Everyone of the three has met this problem os that it is no relation with slot or power connector.
I want to know how to solve the problem forever because restart always interrupt my work.
lspci show three cards:
lspci | grep NVIDIA
03:00.0 VGA compatible controller: NVIDIA Corporation Device 1b81 (rev a1)
03:00.1 Audio device: NVIDIA Corporation Device 10f0 (rev a1)
05:00.0 VGA compatible controller: NVIDIA Corporation Device 1b06 (rev a1)
05:00.1 Audio device: NVIDIA Corporation Device 10ef (rev a1)
06:00.0 VGA compatible controller: NVIDIA Corporation Device 1b81 (rev a1)
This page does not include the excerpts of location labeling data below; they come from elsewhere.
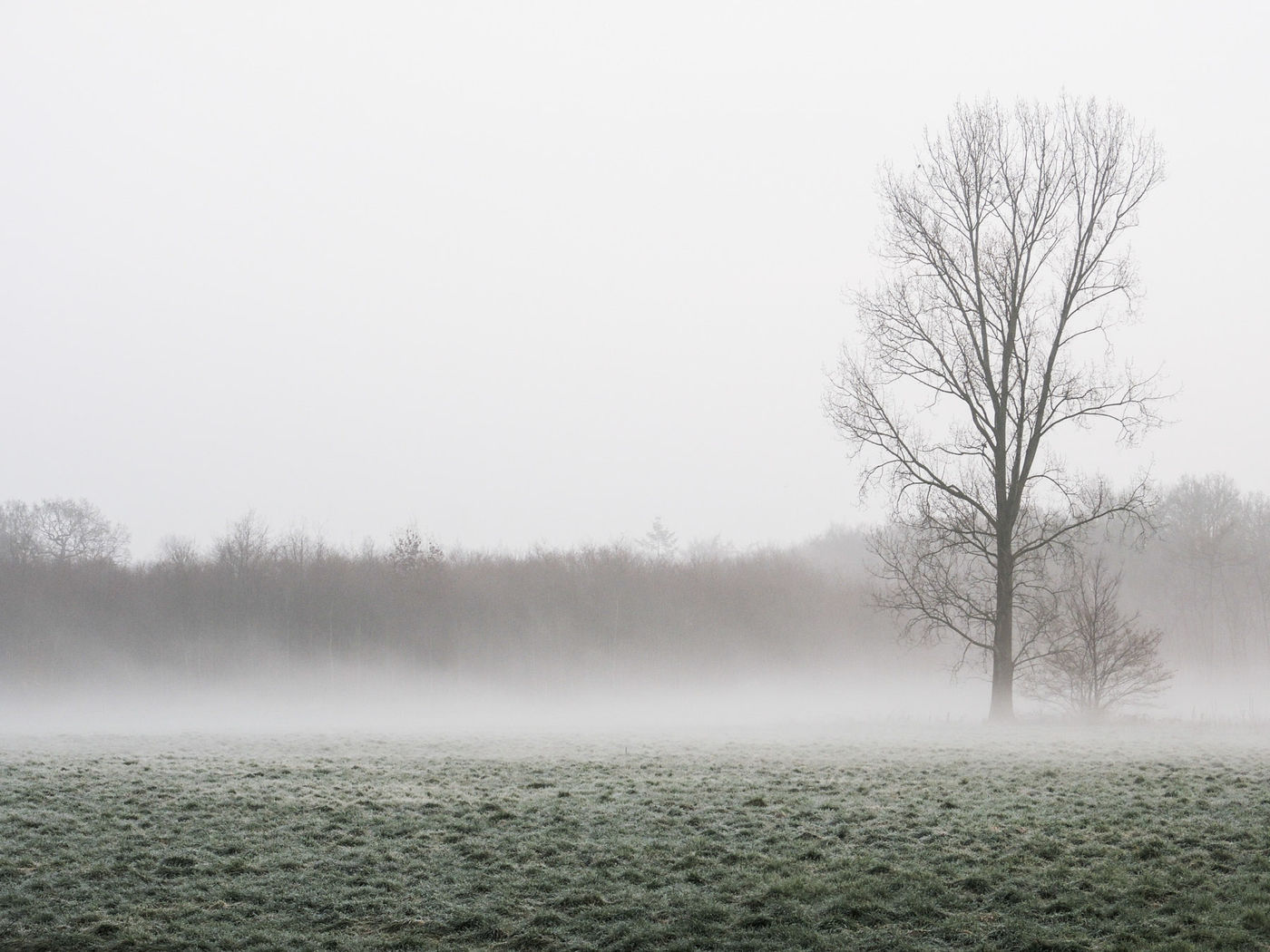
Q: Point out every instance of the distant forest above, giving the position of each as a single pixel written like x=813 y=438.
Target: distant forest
x=73 y=606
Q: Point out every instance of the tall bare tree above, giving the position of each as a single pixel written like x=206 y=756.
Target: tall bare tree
x=984 y=342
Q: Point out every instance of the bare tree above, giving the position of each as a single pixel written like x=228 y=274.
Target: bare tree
x=178 y=554
x=244 y=546
x=408 y=549
x=986 y=342
x=659 y=542
x=61 y=530
x=1100 y=657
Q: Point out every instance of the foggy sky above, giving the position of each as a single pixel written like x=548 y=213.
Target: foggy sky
x=543 y=272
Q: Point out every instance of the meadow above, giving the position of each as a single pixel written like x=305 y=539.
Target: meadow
x=965 y=838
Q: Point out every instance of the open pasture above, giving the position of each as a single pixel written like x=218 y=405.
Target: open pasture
x=972 y=838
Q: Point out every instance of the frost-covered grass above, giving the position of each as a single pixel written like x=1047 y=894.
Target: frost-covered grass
x=1011 y=840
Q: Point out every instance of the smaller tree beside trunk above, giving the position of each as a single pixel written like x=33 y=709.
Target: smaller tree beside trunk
x=1099 y=657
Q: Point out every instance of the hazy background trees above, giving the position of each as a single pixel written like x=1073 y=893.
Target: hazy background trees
x=616 y=616
x=984 y=343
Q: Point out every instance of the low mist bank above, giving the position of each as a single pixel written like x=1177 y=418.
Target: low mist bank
x=752 y=704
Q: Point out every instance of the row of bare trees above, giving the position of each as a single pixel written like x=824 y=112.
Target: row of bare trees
x=256 y=600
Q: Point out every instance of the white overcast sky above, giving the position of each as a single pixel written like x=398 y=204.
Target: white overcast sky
x=540 y=272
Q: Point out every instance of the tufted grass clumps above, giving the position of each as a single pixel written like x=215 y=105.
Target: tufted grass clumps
x=1025 y=840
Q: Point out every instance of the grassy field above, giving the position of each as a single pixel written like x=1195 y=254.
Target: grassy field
x=1010 y=840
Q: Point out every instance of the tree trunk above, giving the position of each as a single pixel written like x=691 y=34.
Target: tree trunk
x=1003 y=638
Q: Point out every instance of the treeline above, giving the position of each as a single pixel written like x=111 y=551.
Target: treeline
x=610 y=615
x=73 y=605
x=1204 y=579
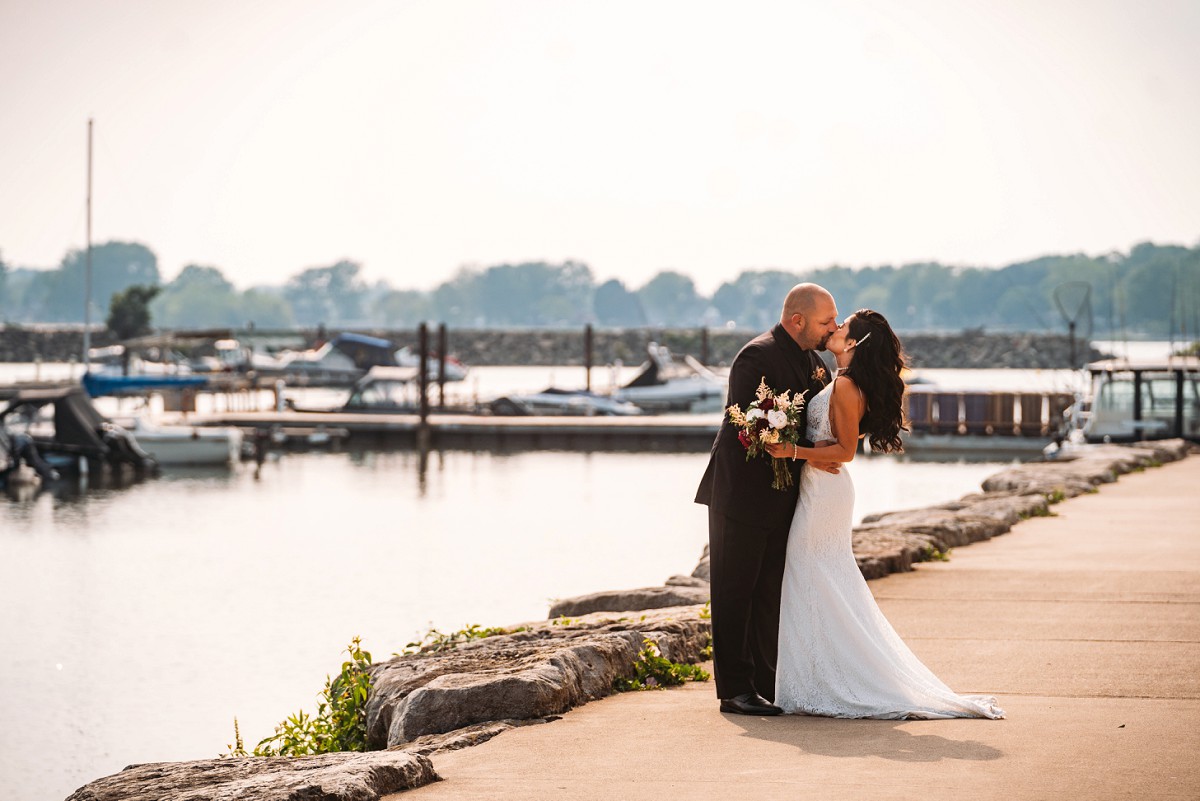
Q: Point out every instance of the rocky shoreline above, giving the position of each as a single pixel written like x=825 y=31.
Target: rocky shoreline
x=447 y=698
x=544 y=347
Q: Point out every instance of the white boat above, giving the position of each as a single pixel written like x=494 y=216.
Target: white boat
x=665 y=385
x=189 y=445
x=562 y=402
x=1144 y=401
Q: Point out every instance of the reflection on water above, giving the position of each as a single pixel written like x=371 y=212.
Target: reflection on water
x=141 y=619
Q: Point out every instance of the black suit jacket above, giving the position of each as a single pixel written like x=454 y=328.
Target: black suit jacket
x=732 y=486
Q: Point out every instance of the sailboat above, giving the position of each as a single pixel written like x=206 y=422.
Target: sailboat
x=165 y=444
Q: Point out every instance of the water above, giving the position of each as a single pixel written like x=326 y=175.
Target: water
x=138 y=621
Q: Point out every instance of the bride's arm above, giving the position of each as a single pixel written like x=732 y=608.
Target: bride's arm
x=845 y=413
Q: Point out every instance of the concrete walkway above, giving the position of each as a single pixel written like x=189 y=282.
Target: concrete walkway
x=1085 y=625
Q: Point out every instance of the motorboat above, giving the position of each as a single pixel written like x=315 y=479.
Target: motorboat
x=100 y=384
x=1143 y=401
x=665 y=385
x=455 y=369
x=984 y=421
x=384 y=390
x=562 y=402
x=70 y=434
x=179 y=445
x=342 y=360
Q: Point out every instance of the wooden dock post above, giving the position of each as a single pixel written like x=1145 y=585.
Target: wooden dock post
x=588 y=347
x=423 y=374
x=442 y=366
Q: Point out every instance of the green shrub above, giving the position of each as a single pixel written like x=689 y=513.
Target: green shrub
x=652 y=670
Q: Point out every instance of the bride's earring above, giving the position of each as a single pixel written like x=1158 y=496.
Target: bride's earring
x=858 y=342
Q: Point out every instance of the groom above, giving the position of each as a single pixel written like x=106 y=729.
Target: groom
x=748 y=521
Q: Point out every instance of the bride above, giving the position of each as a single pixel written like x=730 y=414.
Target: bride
x=838 y=654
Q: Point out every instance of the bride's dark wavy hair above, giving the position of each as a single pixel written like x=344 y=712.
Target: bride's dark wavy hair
x=876 y=367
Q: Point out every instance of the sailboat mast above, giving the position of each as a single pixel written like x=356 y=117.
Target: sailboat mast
x=87 y=281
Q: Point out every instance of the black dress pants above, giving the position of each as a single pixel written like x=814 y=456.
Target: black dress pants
x=747 y=570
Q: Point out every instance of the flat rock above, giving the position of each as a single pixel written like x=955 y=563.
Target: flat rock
x=647 y=597
x=543 y=670
x=325 y=777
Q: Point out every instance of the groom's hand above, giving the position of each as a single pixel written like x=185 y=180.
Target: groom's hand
x=827 y=467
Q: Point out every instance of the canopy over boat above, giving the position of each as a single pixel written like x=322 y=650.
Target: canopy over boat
x=1144 y=399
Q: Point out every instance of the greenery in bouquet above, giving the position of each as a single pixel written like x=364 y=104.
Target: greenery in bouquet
x=772 y=417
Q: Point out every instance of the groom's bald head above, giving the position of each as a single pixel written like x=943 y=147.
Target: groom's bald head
x=809 y=315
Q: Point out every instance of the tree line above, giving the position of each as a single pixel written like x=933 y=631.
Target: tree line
x=1152 y=290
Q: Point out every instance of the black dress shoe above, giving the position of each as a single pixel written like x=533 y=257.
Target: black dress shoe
x=749 y=704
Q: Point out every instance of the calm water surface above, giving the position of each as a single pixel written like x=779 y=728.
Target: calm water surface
x=139 y=621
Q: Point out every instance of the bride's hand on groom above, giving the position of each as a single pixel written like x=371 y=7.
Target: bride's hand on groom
x=827 y=467
x=785 y=451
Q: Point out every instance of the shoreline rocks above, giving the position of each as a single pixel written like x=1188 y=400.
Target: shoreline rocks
x=349 y=776
x=544 y=669
x=555 y=347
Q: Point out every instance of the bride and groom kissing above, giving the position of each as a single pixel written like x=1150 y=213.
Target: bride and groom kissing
x=795 y=626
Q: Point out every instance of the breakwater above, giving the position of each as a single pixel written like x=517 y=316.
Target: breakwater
x=545 y=347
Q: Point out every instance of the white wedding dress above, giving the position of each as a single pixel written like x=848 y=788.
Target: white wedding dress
x=838 y=654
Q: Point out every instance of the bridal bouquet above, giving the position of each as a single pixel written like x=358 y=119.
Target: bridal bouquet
x=771 y=417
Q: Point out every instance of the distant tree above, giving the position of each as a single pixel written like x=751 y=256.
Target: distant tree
x=129 y=313
x=401 y=308
x=532 y=293
x=671 y=299
x=267 y=308
x=331 y=295
x=198 y=296
x=114 y=267
x=616 y=306
x=755 y=297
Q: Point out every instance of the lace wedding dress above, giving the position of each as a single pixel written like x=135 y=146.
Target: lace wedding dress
x=838 y=654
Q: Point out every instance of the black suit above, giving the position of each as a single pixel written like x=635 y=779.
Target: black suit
x=748 y=521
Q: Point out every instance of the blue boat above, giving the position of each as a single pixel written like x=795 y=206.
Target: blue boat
x=97 y=384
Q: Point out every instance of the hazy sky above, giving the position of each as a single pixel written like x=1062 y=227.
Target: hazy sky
x=267 y=137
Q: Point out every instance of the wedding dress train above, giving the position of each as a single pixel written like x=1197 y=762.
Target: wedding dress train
x=838 y=654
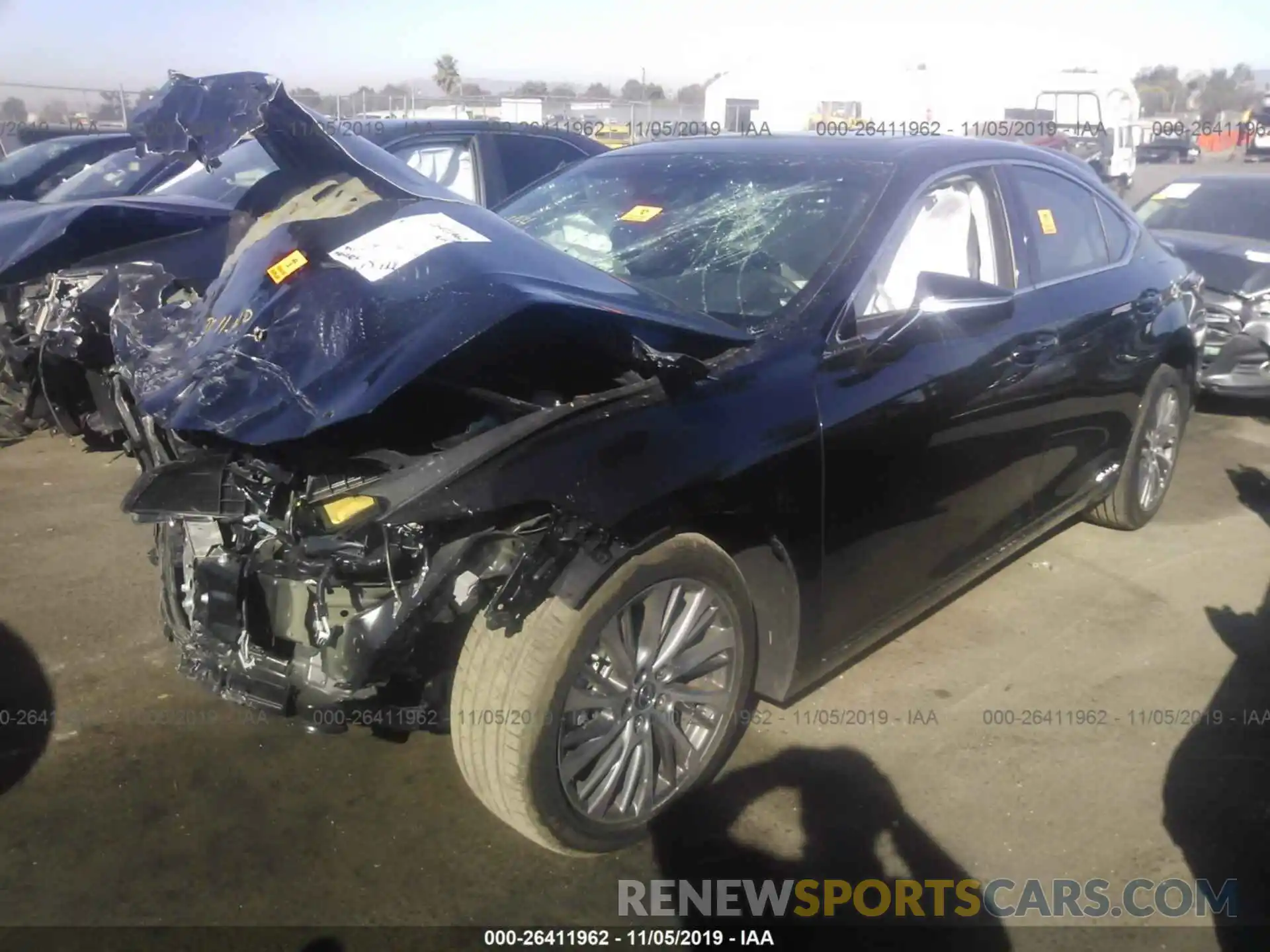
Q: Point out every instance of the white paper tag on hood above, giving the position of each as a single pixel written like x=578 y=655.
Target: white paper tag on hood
x=389 y=248
x=1176 y=190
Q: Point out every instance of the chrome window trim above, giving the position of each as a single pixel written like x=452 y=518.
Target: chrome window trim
x=1134 y=227
x=835 y=340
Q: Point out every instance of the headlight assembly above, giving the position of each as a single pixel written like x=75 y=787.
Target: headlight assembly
x=346 y=512
x=64 y=288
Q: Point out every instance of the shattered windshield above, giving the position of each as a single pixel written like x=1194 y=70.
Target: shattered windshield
x=114 y=175
x=27 y=160
x=1218 y=207
x=240 y=168
x=736 y=237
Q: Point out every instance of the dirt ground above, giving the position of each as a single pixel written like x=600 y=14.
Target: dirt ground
x=153 y=804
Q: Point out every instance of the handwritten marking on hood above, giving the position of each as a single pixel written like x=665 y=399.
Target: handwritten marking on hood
x=393 y=245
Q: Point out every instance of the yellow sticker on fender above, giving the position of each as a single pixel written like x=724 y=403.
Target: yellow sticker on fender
x=290 y=264
x=642 y=212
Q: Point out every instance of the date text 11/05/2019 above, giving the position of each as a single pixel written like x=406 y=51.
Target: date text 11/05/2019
x=656 y=938
x=992 y=128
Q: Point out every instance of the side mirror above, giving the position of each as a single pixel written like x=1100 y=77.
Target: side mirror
x=963 y=300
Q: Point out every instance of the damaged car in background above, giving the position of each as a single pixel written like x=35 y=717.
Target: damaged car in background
x=681 y=426
x=59 y=273
x=1221 y=226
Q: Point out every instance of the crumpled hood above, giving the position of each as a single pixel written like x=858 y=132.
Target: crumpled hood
x=388 y=291
x=208 y=114
x=37 y=238
x=1236 y=266
x=205 y=116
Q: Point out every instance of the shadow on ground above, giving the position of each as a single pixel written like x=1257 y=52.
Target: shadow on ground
x=26 y=709
x=846 y=805
x=1217 y=790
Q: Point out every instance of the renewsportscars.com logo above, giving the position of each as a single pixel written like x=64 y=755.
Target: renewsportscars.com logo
x=926 y=898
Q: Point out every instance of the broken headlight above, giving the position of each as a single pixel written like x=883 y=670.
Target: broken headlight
x=64 y=290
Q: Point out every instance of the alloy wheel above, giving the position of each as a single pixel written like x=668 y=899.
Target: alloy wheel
x=652 y=703
x=1159 y=451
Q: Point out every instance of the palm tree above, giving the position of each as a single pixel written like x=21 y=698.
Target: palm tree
x=447 y=75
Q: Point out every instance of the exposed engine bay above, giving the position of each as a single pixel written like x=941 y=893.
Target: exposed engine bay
x=298 y=597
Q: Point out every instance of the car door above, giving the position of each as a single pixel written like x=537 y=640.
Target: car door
x=930 y=457
x=1079 y=251
x=451 y=160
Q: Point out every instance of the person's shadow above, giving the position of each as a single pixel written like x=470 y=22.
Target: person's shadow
x=846 y=805
x=1217 y=790
x=26 y=709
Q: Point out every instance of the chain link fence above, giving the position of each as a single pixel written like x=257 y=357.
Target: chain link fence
x=24 y=104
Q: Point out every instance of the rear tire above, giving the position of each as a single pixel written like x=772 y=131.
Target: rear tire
x=512 y=731
x=1129 y=506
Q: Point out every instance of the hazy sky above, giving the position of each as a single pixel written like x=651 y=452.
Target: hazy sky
x=335 y=46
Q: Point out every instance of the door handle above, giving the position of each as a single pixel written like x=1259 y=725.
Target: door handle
x=1034 y=349
x=1148 y=303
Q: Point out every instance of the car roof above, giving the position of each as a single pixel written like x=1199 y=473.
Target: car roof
x=397 y=128
x=124 y=139
x=1245 y=179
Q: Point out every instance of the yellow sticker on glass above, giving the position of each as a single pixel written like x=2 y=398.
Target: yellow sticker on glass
x=290 y=264
x=642 y=212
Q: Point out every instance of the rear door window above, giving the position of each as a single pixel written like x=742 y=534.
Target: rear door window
x=1117 y=230
x=1061 y=226
x=448 y=163
x=527 y=159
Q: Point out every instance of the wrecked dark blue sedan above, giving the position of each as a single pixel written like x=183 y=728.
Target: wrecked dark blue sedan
x=685 y=424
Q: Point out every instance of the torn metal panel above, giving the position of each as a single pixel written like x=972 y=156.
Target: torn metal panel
x=38 y=239
x=262 y=362
x=208 y=114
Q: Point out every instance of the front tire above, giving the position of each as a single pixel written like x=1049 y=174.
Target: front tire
x=1148 y=470
x=582 y=727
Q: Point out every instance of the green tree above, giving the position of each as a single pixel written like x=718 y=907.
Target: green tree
x=1220 y=93
x=1161 y=91
x=13 y=110
x=446 y=77
x=694 y=95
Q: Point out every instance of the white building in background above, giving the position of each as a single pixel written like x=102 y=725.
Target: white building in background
x=956 y=97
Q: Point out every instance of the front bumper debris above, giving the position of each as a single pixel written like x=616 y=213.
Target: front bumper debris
x=1235 y=360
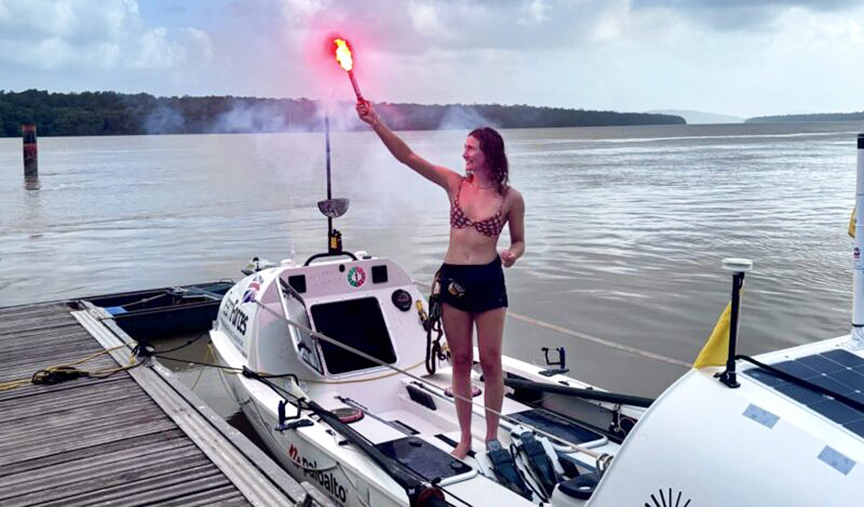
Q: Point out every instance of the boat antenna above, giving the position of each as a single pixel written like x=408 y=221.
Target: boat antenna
x=738 y=267
x=330 y=207
x=857 y=335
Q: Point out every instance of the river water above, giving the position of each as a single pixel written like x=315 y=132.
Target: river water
x=626 y=228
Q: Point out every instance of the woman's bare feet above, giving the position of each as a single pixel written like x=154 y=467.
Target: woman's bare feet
x=461 y=450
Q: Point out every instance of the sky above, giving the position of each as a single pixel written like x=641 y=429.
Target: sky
x=737 y=57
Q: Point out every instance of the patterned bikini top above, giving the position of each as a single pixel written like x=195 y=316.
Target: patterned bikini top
x=491 y=226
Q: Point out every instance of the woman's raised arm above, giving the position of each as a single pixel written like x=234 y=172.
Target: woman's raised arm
x=443 y=177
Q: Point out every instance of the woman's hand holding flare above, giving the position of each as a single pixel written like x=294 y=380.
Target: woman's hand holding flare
x=508 y=258
x=366 y=114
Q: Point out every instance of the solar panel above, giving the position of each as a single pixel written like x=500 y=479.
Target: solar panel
x=838 y=370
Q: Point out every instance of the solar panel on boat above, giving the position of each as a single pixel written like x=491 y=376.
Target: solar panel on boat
x=562 y=427
x=423 y=458
x=837 y=370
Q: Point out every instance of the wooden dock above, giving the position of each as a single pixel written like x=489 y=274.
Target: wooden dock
x=137 y=437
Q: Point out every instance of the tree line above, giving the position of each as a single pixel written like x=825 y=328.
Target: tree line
x=111 y=113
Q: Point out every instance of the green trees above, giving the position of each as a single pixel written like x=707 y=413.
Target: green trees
x=110 y=113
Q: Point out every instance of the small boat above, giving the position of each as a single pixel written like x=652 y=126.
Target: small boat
x=151 y=314
x=343 y=384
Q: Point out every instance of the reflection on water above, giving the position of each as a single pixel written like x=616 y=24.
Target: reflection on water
x=626 y=228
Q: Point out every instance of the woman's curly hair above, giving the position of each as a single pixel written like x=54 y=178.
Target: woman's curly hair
x=492 y=146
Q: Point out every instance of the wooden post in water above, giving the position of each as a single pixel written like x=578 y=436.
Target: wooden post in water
x=31 y=167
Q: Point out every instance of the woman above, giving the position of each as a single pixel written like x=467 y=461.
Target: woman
x=472 y=281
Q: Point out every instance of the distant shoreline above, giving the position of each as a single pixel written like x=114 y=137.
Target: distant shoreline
x=817 y=117
x=110 y=113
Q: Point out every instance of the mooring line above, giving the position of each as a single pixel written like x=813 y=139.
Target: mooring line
x=593 y=339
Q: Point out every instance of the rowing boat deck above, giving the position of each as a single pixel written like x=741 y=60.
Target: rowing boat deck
x=128 y=439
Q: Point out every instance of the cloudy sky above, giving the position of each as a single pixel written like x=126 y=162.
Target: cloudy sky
x=737 y=57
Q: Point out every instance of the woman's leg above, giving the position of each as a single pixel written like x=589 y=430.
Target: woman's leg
x=458 y=327
x=490 y=332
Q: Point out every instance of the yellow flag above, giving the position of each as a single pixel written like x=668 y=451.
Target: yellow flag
x=716 y=349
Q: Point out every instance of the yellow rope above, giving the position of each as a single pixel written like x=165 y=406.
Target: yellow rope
x=105 y=372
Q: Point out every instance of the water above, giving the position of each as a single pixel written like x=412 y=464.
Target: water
x=625 y=226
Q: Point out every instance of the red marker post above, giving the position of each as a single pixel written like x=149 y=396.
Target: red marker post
x=31 y=166
x=346 y=61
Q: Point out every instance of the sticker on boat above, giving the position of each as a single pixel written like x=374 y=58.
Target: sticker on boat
x=356 y=276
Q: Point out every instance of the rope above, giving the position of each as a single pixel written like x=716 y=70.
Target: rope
x=51 y=375
x=592 y=339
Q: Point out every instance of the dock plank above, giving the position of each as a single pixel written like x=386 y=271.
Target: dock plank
x=103 y=441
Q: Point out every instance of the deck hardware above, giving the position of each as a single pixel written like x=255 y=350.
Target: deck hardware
x=284 y=425
x=738 y=267
x=561 y=362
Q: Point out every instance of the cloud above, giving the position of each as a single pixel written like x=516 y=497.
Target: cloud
x=93 y=34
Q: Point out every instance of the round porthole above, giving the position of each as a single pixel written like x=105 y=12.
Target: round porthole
x=402 y=299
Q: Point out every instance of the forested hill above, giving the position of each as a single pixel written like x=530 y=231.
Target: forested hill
x=808 y=117
x=109 y=113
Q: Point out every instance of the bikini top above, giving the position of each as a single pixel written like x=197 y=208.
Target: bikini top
x=491 y=226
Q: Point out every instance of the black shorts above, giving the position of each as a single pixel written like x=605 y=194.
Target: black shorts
x=473 y=287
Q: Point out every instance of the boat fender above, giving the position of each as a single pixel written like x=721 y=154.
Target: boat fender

06:00.1 Audio device: NVIDIA Corporation Device 10f0 (rev a1)
but nvidia-smi only show two:
±----------------------------------------------------------------------------+
| NVIDIA-SMI 378.13 Driver Version: 378.13 |
|-------------------------------±---------------------±---------------------+
| GPU Name Persistence-M| Bus-Id Disp.A | Volatile Uncorr. ECC |
| Fan Temp Perf Pwr:Usage/Cap| Memory-Usage | GPU-Util Compute M. |
|===============================+======================+======================|
| 0 GeForce GTX 1070 Off | 0000:03:00.0 Off | N/A |
| 45% 34C P8 7W / 160W | 169MiB / 8114MiB | 0% Default |
±------------------------------±---------------------±---------------------+
| 1 GeForce GTX 1070 Off | 0000:06:00.0 Off | N/A |
| 0% 35C P0 33W / 160W | 0MiB / 8114MiB | 0% Default |
±------------------------------±---------------------±---------------------+
±----------------------------------------------------------------------------+
| Processes: GPU Memory |
| GPU PID Type Process name Usage |
|=============================================================================|
| 0 3627 C python 81MiB |
±----------------------------------------------------------------------------+